Havia várias formas de dizer-te nada.
Eu nada dizia, você nada falava,
E tudo quanto se calava
Nos repetia a cada instante
Que havia amor ali, mais nada.

Havia várias formas de sentir-te amada
Uma delas, em silêncio, celebrava
O sono, o sexo, o carinho que mudava
A minha vida e insinuava
Que o tempo ali passou, mais nada.

Havia várias formas de cantar-te cada
Canção que inconscientemente recordava
A dor de algo que a gente já perdia
Pelos cantos, sem ruídos, se escondendo,
Até que logo não se achou mais nada.

Havia várias formas de virar-te a cara
Fingir que não a vi, quando passava
Por todos os lugares onde eu ia
Presente ou não, psíquica cilada
Disposta a se vingar, mais nada.

Havia várias formas de dizer-te nada.
Eu nada dizia, você nada falava,
E tudo quanto se calava
Nos repetia a cada instante
Que havia amor ali, mais nada.

12.9.02

Tão gentil, tão honesta no saudar...

Tanto gentile e tanto onesta pare
la donna mia quand'ella altrui saluta,
ch 'ogne lingua deven tremando muta ,
e li occhi no l'ardiscon di guardare .

Ella si va, sentendosi laudare,
benignamente d'umiltà vestuta;
e par che sia una cosa venuta
da cielo in terra a miracol mostrare.

Mostrasi sì piacente a chi la mira,
che dà per li occhi una dolcezza al core,
che 'ntender no la può chi no la prova;

e par che de la sua labbra si mova
un spirito soave pien d'amore,
che va dicendo a l'anima: sospira.

Dante Alighieri, em La Vita Nuova
_______________________________

Tão gentil, tão honesta em seu saudar
É minha dona, e tanto me parece,
Que minha língua dobra, a alma emudece,
E os olhos nem se arriscam num olhar.

Assim louvada, segue a caminhar,
Trajando a veste que a humildade tece;
Como algo que dos Céus à Terra desce
Vinda para milagres nos mostrar.

Só contemplá-la enorme bem inspira,
Pois dos seus olhos flui uma doçura
Que só compreenderá quem talvez prove.

E em seus lábios, parece que se move
Um 'spírito de amor de tal brandura
Que vai dizendo ao coração: suspira.






10.9.02

Paranóia

No alto daquele prédio,
Naquela calçada,
Fitando da janela,
Estão todos, todos
Contra mim.

Unidos sob um sólido ideal, repetem meu nome em sórdidas tramóias,
Sou seu mais digno alvo, última coluna a derrubar.
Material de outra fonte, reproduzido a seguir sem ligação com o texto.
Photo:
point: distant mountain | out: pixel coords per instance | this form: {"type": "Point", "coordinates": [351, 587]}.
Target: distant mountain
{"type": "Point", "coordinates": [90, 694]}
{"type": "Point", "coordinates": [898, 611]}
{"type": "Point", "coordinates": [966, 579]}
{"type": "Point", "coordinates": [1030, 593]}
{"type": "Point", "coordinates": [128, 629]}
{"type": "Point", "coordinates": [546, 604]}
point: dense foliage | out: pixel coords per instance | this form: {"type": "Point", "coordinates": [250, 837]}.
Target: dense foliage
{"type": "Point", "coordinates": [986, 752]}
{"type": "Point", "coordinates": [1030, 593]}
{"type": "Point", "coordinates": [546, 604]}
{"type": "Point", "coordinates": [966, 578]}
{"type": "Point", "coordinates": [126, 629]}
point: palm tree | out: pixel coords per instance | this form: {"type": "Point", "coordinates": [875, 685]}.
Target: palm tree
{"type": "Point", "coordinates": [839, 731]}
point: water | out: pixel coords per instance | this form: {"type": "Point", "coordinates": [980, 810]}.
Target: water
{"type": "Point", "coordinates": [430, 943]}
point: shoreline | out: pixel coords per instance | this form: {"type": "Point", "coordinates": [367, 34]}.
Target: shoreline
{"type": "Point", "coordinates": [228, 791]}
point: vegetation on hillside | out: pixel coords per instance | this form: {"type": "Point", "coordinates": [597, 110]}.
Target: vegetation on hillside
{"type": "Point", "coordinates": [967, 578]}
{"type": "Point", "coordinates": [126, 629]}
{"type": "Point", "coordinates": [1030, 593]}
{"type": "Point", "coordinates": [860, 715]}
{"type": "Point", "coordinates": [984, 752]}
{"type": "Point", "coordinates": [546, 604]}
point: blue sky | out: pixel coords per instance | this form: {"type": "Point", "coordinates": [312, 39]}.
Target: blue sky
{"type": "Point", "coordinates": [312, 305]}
Na mesa daquele restaurante,
Na escadarias do Municipal,
Nas estações do metrô,
Todo e qualquer instante é pouco para eles, eles todos, todos contra mim.

Eles e seus malditos códigos, sinais,
Criptografias, isso que atravessa a mente e mente e mente e mente,
Esse calvário diariamente entre o que já não sei se é
E o que é simplesmente.

Eles me dizem em silêncio as coisas que não ouço
E você no meu lugar talvez nem entendesse.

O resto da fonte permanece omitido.